Rubber compound is one of the biggest advantages to using a winter tire in cooler climates. All tires have an operating temperature range that they work well in. As all season tires are designed to work well in a wide range of climates they have a pretty wide window of temperatures that they work in. However under about 45 degrees Fahrenheit the rubber compound of the tire starts to harden and the overall grip of the tire decreases. As temps start getting in the single digits the level of grip really starts to drop off a cliff.
Conversely because winter tires have a more focused task they can be designed to work in a narrower range of conditions. To this end winter tires are designed with a special compound of rubber that has the ability to stay soft and pliable even as temperatures drop well below freezing. This allows the tire to better conform to the road surface which keeps a bigger portion of the surface of the tire in contact with the road thereby increasing overall grip.
As with the rubber compound, the tread pattern of an all season tire is once again designed to work in a wide range of conditions and has to conform to meet a wide range of demands. Noise, wet and dry weather handling and fuel economy are all things that take priority over the tires ability to work well in the cold and snow.
When tire engineers are designing an all season tire, they are very limited in what they can do with tread design. Deeper wider treads that can cut through the snow don’t work well in dry warm conditions. The more a tread block can move around and squirm the more heat and noise the tire will generate and because grip is better in dry conditions the load placed on a tire is much higher. The deeper, open tread blocks of a winter tire will deform much easier than the closer tread pattern of an all season tire creating heat and noise. They will also feel far less stable than an all season as the tread moves around under load. However in low grip, winter conditions that same deep, open tread pattern allows the tire to cut through the snow and offers substantially increase grip and stability.

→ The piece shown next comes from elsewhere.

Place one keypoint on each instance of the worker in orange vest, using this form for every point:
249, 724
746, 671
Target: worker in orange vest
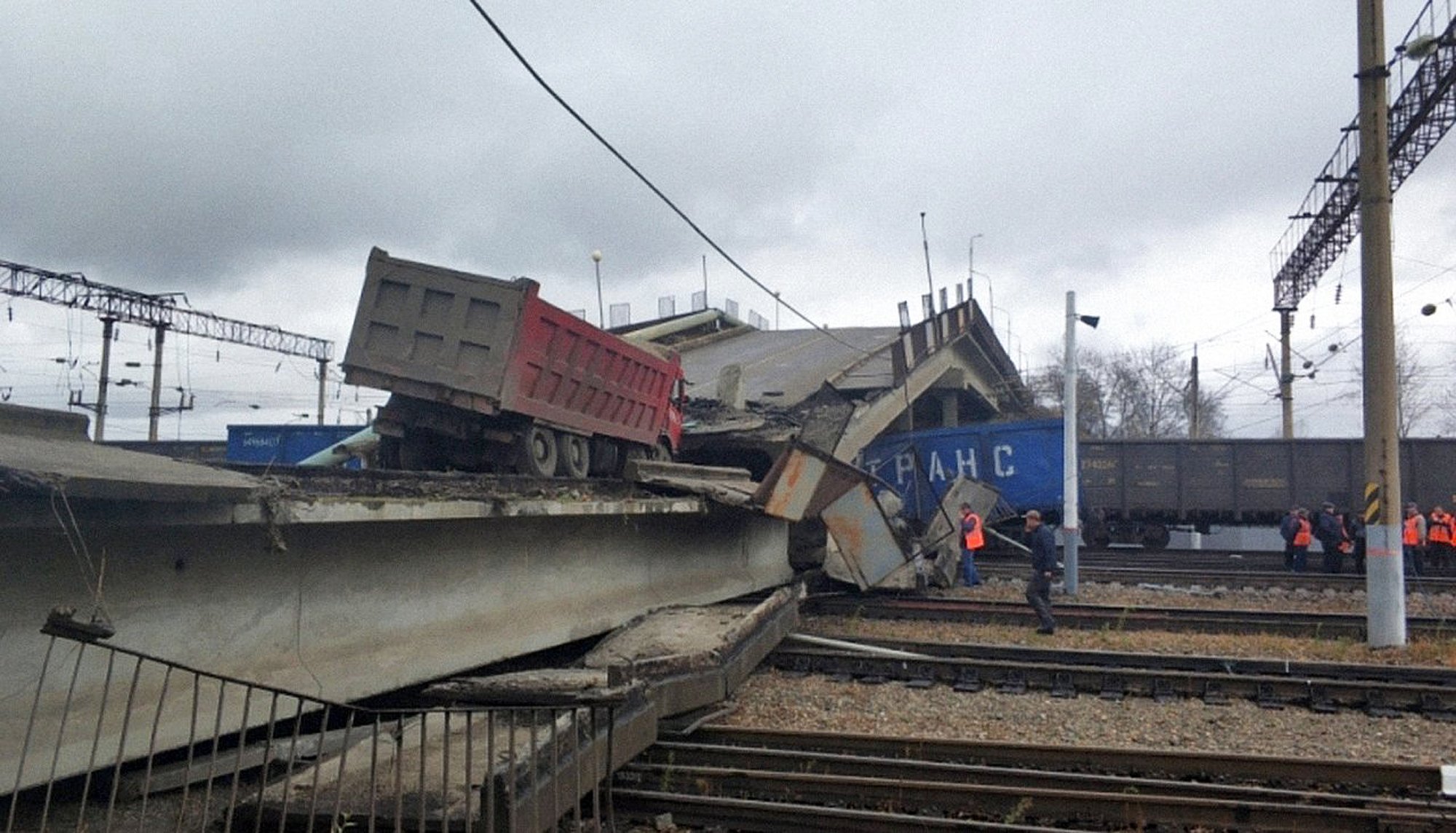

Lastly, tread design has been the battle ground for winter tire manufacturers over the past couple of decades. With new designs seemingly coming out every year. The biggest innovation to winter tread design is sipes. Sipes are small slits in the tires tread block that open up as that section of tire comes in contact with the ground. As they open they remove snow and water from the contact patch of the tire allowing it better bite into the snow surface. Additionally the leading edge for each one of those dozens of sipes digs into the surface of the snow creating additional grip.
The bottom line is when it comes to snowy, icy conditions, a winter tire-shod RWD or FWD car will generally out brake, out handle, and generally outperform an AWD car on all seasons. So, now all you Alaskans can head over to your local dealer and put a deposit down on that GT2RS daily driver you’ve been dreaming about.